Vor Ort konnte ein 40-jähriger Pole ohne festen Wohnsitz in Deutschland stark alkoholisiert angetroffen werden. Zudem wurde eine ebenfalls alkoholisierte 55-jährige Polin, ohne festen Wohnsitz in Deutschland, vor Ort angetroffen.
Im Rahmen der Befragungen vor Ort und Vernehmungen von mehreren Zeugen konnte festgestellt werden, dass der 40-Jährige gegen den Willen der 55-Jährigen mit ihr Geschlechtsverkehr hatte. Der 40-Jährige wurde festgenommen und der Haftanstalt des Polizeipräsidiums München überstellt. Gegen ihn wurde ein Ermittlungsverfahren wegen Vergewaltigung eingeleitet. Er wird im Laufe des heutigen Tages einem Ermittlungsrichter vorgeführt.

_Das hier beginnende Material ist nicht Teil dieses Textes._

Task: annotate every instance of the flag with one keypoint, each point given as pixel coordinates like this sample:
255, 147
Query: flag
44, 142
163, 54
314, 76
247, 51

Die 55-Jährige wurde bei dem Vorfall verletzt und musste vom Rettungsdienst in ein Krankenhaus gebracht werden.
Das Kommissariat 15 (Sexualdelikte) hat die weiteren Ermittlungen übernommen.
Am Samstag, 04.05.2024, gegen 15:00 Uhr, befand sich ein einjähriges Kind im Beisein seiner Eltern in einer Grünanlage an der Wiesentfelser Straße. Eine 29-Jährige mit Wohnsitz in München befand sich mit ihrem mittelgroßen Hund unmittelbar neben dieser Familie.
Schließlich kam es dazu, dass der angeleinte Hund das Kleinkind attackierte und es am Kopf verletzte. Das Kind musste daraufhin mit einem Rettungsdienst in ein Krankenhaus gebracht werden.
Die 29-jährige Hundehalterin muss sich nun wegen fahrlässiger Körperverletzung verantworten.
Die Münchner Kriminalpolizei hat die weiteren Ermittlungen übernommen.